国家公務員の就労ルールを定めているのは人事院ですが、この1月からセクハラに関しての規則をより厳しく運用通知するようです。
今回セクハラの定義として「性的指向もしくは性自認に関する偏見に基づく言動」が加わりました。
わかりやすくいえば「彼はホモっぽい」「同性が好きなんてキモい」というような発言です。
これに対して厚生労働省が現在、民間企業に向けて発信している指針におけるセクハラの定義は「わいせつな言動」が主で、偏見に基づく言動は含まれていないとのことです。
ずいぶん時代にそぐわないというか、ゆるゆるな感じです。
厚生労働省内では当然、人事院の規則が適用されますから、これではダブルスタンダードになってしまいます。

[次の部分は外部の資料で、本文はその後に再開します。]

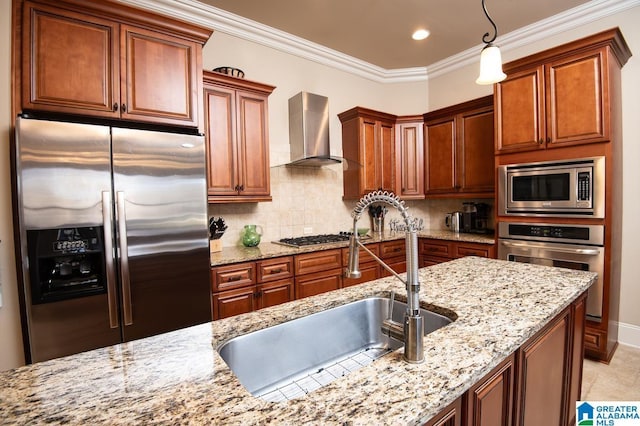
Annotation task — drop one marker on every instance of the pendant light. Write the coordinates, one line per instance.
(490, 58)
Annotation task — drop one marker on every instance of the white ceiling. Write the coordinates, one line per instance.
(379, 31)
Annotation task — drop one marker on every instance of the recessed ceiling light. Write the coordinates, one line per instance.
(420, 34)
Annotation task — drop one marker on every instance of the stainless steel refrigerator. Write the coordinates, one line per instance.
(112, 234)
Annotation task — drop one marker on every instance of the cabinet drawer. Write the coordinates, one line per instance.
(364, 257)
(233, 302)
(437, 248)
(275, 269)
(389, 249)
(480, 250)
(317, 261)
(233, 276)
(320, 282)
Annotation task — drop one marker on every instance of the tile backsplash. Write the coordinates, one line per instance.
(308, 201)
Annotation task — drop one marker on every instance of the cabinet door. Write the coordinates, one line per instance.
(253, 146)
(159, 77)
(368, 156)
(542, 390)
(410, 163)
(386, 156)
(220, 140)
(275, 293)
(440, 156)
(576, 99)
(70, 62)
(233, 302)
(450, 416)
(520, 109)
(475, 165)
(490, 401)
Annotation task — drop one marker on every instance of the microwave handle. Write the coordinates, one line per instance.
(588, 252)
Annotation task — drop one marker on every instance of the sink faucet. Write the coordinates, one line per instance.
(413, 322)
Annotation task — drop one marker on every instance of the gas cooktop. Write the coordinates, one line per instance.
(309, 240)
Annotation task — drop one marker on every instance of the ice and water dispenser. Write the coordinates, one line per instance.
(66, 263)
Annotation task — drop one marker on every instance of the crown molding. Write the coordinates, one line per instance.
(222, 21)
(570, 19)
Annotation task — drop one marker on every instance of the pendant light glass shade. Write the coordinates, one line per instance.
(490, 65)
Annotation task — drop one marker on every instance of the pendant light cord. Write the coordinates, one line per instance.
(495, 29)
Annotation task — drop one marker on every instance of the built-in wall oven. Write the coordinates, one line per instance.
(579, 247)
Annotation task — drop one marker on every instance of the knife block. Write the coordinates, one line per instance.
(215, 246)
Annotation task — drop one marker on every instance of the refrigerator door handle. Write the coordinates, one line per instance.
(108, 255)
(124, 259)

やはり厚生労働省は、民間にも同レベルのルール作りを周知しないとまずいでしょう。
地方自治体などにおいても同様の対応が求められるのは当然です。
さて『みんなの日本語事典』から「外国人のとまどう日本語」についてです。
「人」という字の音読みですが外国人(ジン)・苦労人(ニン)となぜ「ジン」と「ニン」があるのでしょう。
老人(ジン)と浪人(ニン)とか。
正直、日本人でもとまどいますよね。
漢字は中国から来ました。
そこで、いつ、どこの中国語が日本に伝来したかによって、漢字の音読みは異なるのです。

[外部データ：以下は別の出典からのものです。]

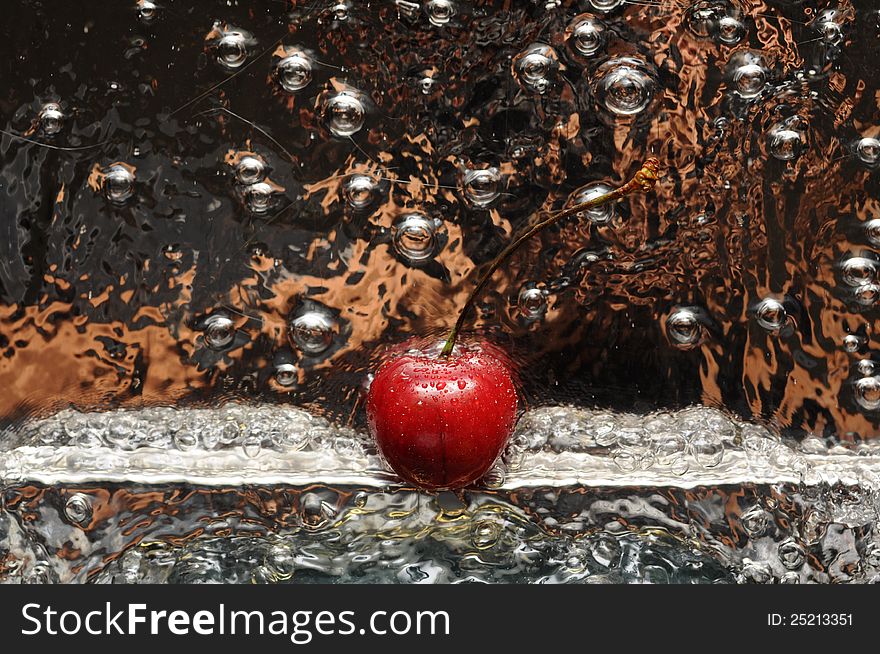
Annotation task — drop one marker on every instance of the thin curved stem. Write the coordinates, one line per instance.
(644, 180)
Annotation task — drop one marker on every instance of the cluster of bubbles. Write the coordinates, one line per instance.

結論をいえば、人(ニン)は呉音で、人(ジン)は漢音です。
ほかに唐音もあります。
呉音は5~6世紀に呉の地方(長江下流域)から伝わってきたものです。
それに対して漢音は7~8世紀に中国の都、洛陽や長安から伝わってきました。
漢音は中国の標準音とされていたため、朝廷は漢音を押して普及させようとしましたが、呉音は根強く消えませんでした。

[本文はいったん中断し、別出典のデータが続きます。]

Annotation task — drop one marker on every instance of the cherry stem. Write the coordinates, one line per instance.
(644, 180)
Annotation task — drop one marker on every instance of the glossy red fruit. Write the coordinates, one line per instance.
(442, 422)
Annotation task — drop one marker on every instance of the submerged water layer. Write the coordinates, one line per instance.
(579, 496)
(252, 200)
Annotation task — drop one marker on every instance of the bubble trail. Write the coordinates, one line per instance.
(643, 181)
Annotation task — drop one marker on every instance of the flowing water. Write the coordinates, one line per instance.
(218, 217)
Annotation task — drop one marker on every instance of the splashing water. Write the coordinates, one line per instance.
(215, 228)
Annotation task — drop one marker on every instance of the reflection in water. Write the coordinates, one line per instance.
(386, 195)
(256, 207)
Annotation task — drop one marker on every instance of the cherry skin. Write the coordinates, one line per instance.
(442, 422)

呉音は仏教の経典類に使われていたので、簡単にはなくならなかったのです。
たとえば「経文(キョウモン)」「頭巾(ズキン)」が呉音で、「経済(ケイザイ)」「頭部(トウブ)」が漢音です。
今の日本語の基礎がすでにこの5~8世紀に作られていたとは。
中国に完全に頼っていたのですね。
「ニン」と「ジン」の読みの文法的な法則はありますが、ややこしいので省略させてください。
「ニン」は数詞と結合します。
ヒトリ、フタリのあと3人(ニン)からはずっとニンでOKです。
「ジン」は地名・国名と結合します。
関西人(ジン)、イギリス人(ジン)などです。
これぐらい覚えておけばよいでしょう。
だいたいはまちがえたことないと思います。
私もふしぎと「ジン」「ニン」のまちがいを耳にした経験はないですね。
確かに外国人はとまどうかもしれませんが。
日本語を一生懸命勉強している外国人の方にはちょっと申しわけない気がしてきました。